It seems Microsoft have the tech now to make this pretty easy to do, so please let us do it!
“Since VALL-E could synthesize speech that maintains speaker identity, it may carry potential risks in misuse of the model, such as spoofing voice identification or impersonating a specific speaker. To mitigate such risks, it is possible to build a detection model to discriminate whether an audio clip was synthesized by VALL-E. We will also put Microsoft AI Principles into practice when further developing the models.”
The Skynet Terminator used this technology to sound like Sarah Connor when calling John Connor on the phone, but quickly the tables turned when Cameron used the same technology to sound like John Connor to flush out the Terminator.

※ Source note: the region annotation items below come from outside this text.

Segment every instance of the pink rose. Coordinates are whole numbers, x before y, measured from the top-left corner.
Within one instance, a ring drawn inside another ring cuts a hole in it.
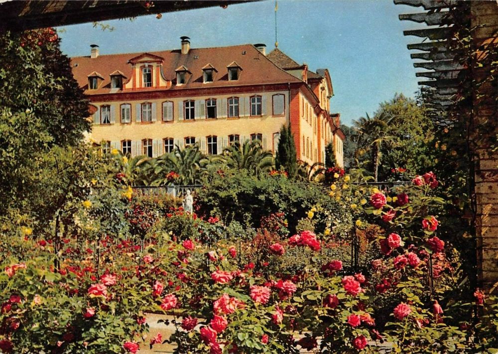
[[[375,209],[381,209],[385,205],[385,196],[380,192],[373,194],[370,196],[370,203]]]
[[[348,323],[352,327],[357,327],[362,324],[361,318],[358,315],[350,315],[348,316]]]
[[[176,307],[178,299],[174,294],[168,294],[163,298],[161,303],[161,308],[164,311],[168,311]]]
[[[233,279],[234,277],[230,271],[217,270],[211,274],[211,278],[215,282],[225,284]]]
[[[256,303],[265,304],[270,299],[271,290],[266,286],[252,285],[250,289],[250,298]]]
[[[224,317],[218,315],[215,315],[214,317],[209,322],[209,325],[211,328],[214,329],[218,333],[221,333],[225,331],[225,329],[228,325],[228,321]]]
[[[411,308],[410,307],[410,306],[402,302],[394,308],[393,314],[395,317],[401,321],[409,315],[410,312],[411,312]]]

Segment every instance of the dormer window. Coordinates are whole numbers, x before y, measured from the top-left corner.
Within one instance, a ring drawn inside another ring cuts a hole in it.
[[[184,65],[177,68],[176,72],[176,85],[183,85],[187,83],[190,78],[190,72]]]
[[[229,81],[238,80],[241,76],[242,68],[235,62],[232,62],[227,68],[228,69],[228,80]]]

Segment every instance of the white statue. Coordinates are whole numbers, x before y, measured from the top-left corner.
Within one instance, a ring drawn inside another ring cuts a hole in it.
[[[183,209],[185,212],[192,213],[192,205],[194,204],[194,198],[190,195],[190,190],[187,189],[185,199],[183,200]]]

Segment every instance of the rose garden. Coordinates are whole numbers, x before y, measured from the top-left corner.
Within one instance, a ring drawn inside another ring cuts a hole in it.
[[[346,171],[276,167],[257,142],[128,159],[72,125],[87,103],[53,31],[1,41],[2,353],[498,351],[458,125],[407,136],[430,123],[397,96],[388,133],[358,123]],[[137,187],[184,184],[202,186],[192,213]],[[148,334],[151,314],[170,337]]]

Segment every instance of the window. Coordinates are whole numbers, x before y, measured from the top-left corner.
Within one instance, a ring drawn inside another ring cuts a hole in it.
[[[206,117],[216,118],[216,100],[214,98],[206,100]]]
[[[238,97],[231,97],[228,99],[228,116],[239,116]]]
[[[187,82],[187,73],[181,71],[176,73],[176,85],[181,85]]]
[[[99,79],[96,76],[88,78],[88,88],[90,89],[97,89],[99,87]]]
[[[205,83],[213,82],[213,70],[204,70],[203,77]]]
[[[142,69],[142,83],[143,87],[149,88],[152,86],[152,69],[145,67]]]
[[[162,102],[162,121],[173,121],[173,102],[171,101]]]
[[[123,77],[121,75],[113,75],[111,77],[111,88],[123,88]]]
[[[183,116],[186,120],[194,119],[195,118],[195,105],[193,100],[185,101],[183,102]]]
[[[261,96],[250,98],[250,115],[261,115]]]
[[[228,68],[228,80],[231,81],[239,80],[239,69],[237,68]]]
[[[217,155],[218,154],[218,137],[216,136],[208,136],[208,154],[209,155]]]
[[[152,104],[142,103],[142,121],[152,121]]]
[[[131,122],[131,105],[129,103],[121,105],[121,122]]]
[[[100,123],[101,124],[111,124],[111,106],[100,107]]]
[[[260,143],[263,141],[263,134],[260,133],[254,133],[250,135],[250,141],[258,140]]]
[[[173,144],[173,138],[166,138],[164,139],[164,152],[172,153],[175,149]]]
[[[152,157],[152,140],[144,139],[142,140],[142,154],[149,157]]]
[[[283,94],[273,95],[273,115],[282,115],[285,113],[285,96]]]
[[[230,146],[240,146],[241,136],[238,134],[233,134],[228,136],[228,143]]]
[[[111,142],[103,141],[101,144],[103,154],[111,153]]]
[[[195,145],[195,138],[193,136],[187,136],[185,138],[185,147],[193,146]]]
[[[123,140],[121,142],[121,151],[124,155],[129,156],[131,155],[131,141]]]

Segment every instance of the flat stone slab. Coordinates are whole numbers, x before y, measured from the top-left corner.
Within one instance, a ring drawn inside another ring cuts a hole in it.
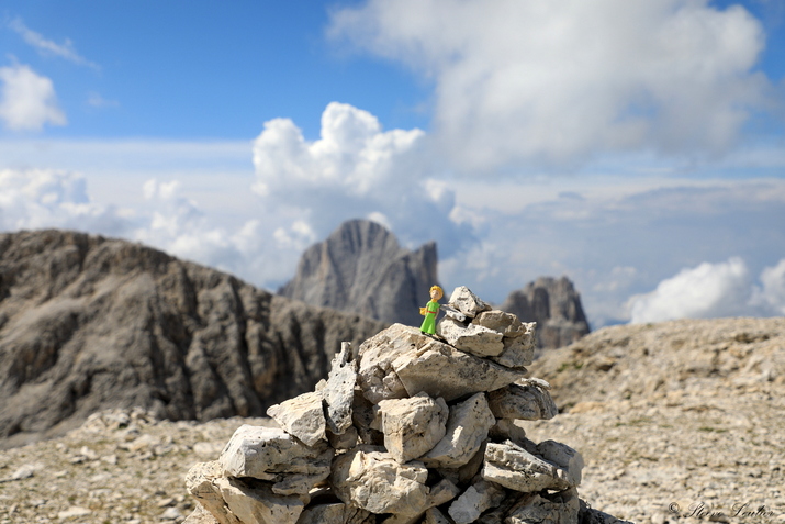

Seems to me a simpler solution. I fly IL2 Great Battles online on a server called Combat Box and there they have implemented SRS and related bots to simulate airfield tower and combat air control in an extraordinary manner. I can speak directly to these bots requesting directions, to targets and airfields, it can provide a basic flight following, I can request callsigns, communicate with other live pilots, and a whole lot more. Responses are in natural voices, male and female and interact, for the most part, very well as long as one’s diction is clear. I believe DCS also uses a similar setup. This really adds to the immersion and has an exceptionally small footprint on your system. On MSFS 2020 this seems to be nonexistent unless you pay out $ for some 3rd party app that may or may not play well from your community folder and are less intuitive than SRS. Maybe I am over simplifying the complexity of MSFS in implementing something like this, but it sure would help make the sim more immersive.